WASHINGTON – Despite all, it would appear that most American still have common sense. This is what I get by reading an interesting WSJ piece by William Galston (America’s Challenge: Growth That Works for All, September 10, 2014).
We want growth
According to recent studies and polls quoted by Galston, it would appear that a sizable majority of Americans (59%) would prefer a candidate who stresses economic growth, as opposed to another who focuses on fairness issues. Even more interesting, a huge majority (80%) would vote for candidate who would push economic growth instead of emphasizing income inequality.
Now, this is interesting, because these findings, (assuming that they do reflect a national mood), are completely counterintuitive.
Indeed, we know (and we are constantly reminded by the liberal media) about the growing income inequality in America. Yes, it is true that very few people already at the very top are getting most of the additional wealth produced. The rest are lucky if their income stagnates. Millions have been pushed down.
Hence the prevailing political rhetoric that focuses on this “income inequality” crisis. Many suggest that the only remedy for this “injustice” is to redistribute income via taxation, while adding more funds to welfare programs supporting the poor.
Well, despite all this, it would appear that most Americans, deep down, do not buy “income redistribution” as the magic solution for their problems.
It would appear that most Americans believe that we need policies that will foster more growth.

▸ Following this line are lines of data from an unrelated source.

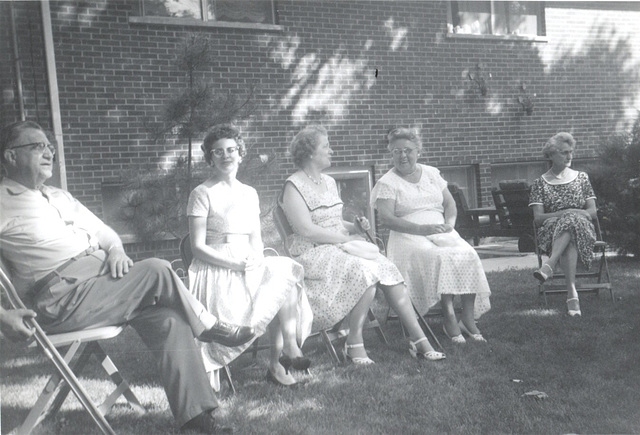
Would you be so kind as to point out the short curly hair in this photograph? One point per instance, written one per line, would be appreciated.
(306, 142)
(222, 131)
(404, 133)
(555, 142)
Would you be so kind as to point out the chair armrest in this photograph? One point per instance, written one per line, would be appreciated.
(477, 213)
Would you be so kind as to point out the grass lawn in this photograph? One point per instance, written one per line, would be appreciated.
(588, 367)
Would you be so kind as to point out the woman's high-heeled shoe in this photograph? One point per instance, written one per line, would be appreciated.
(271, 378)
(298, 363)
(358, 360)
(457, 339)
(474, 337)
(430, 355)
(573, 307)
(544, 273)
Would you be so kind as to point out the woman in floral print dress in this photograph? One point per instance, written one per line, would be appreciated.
(338, 282)
(564, 206)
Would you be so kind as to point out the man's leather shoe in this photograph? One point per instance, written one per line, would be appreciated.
(227, 334)
(205, 423)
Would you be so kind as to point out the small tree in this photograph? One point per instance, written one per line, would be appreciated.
(197, 107)
(155, 200)
(616, 181)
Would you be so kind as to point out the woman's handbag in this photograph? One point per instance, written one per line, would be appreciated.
(360, 248)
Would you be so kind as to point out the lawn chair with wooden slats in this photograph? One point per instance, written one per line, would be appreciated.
(473, 223)
(67, 369)
(512, 204)
(601, 275)
(328, 336)
(187, 256)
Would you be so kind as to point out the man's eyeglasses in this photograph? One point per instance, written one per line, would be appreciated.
(219, 152)
(398, 151)
(38, 146)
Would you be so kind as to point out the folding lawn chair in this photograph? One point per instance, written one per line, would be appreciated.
(601, 275)
(65, 378)
(329, 335)
(187, 257)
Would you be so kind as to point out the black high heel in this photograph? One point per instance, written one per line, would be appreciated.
(300, 363)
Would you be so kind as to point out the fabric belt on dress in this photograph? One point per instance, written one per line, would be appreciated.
(46, 281)
(227, 238)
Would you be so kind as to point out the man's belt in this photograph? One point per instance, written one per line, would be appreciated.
(45, 281)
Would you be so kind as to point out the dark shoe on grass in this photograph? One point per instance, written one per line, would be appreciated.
(205, 423)
(227, 334)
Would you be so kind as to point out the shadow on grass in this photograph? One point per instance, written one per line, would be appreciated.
(587, 367)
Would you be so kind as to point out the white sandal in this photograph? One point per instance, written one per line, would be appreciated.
(457, 339)
(576, 311)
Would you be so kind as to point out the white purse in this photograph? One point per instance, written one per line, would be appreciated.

All in all, it is certainly true that growth without fairness creates problems. But it is also true that insisting on fairness without making sure that we have growth is even worse.

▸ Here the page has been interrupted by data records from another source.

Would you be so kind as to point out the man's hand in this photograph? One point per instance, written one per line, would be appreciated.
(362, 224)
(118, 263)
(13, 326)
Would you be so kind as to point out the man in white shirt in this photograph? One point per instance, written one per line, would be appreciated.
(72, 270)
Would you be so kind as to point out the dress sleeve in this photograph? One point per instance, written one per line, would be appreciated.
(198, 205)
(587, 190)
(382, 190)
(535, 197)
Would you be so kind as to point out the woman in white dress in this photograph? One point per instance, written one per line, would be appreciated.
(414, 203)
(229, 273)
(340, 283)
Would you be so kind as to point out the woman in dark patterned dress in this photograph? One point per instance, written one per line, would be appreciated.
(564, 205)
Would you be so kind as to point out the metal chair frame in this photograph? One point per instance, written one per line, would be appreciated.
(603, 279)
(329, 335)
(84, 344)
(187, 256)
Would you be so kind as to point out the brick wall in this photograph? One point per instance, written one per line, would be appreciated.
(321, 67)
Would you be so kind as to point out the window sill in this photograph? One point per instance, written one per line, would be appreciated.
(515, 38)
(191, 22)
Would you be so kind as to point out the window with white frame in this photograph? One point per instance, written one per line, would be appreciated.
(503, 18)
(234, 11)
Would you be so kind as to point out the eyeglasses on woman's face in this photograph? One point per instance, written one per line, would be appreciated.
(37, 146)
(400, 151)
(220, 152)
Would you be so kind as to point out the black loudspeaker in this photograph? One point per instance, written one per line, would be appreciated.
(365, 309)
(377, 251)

It seems that most Americans get this. Receiving a larger slice of a shrinking pie is not such a good deal.
But we also need fairness
That said, as Galston points out at the end of his WSJ piece: “Economic growth that benefits everyone is the most important challenge we face, and the American people know it. Will our leaders respond?”
Yes, the perfect mix is to have new leaders who understand that growth is the basic precondition; but who also strongly believe in fairness.
If too many people perceive that some already at the top get “too much” because the system is rigged, they will lose confidence in the basic assumption that the American economy rewards all people who work hard, and they will stop being enthusiastic players. If this happens, we all lose.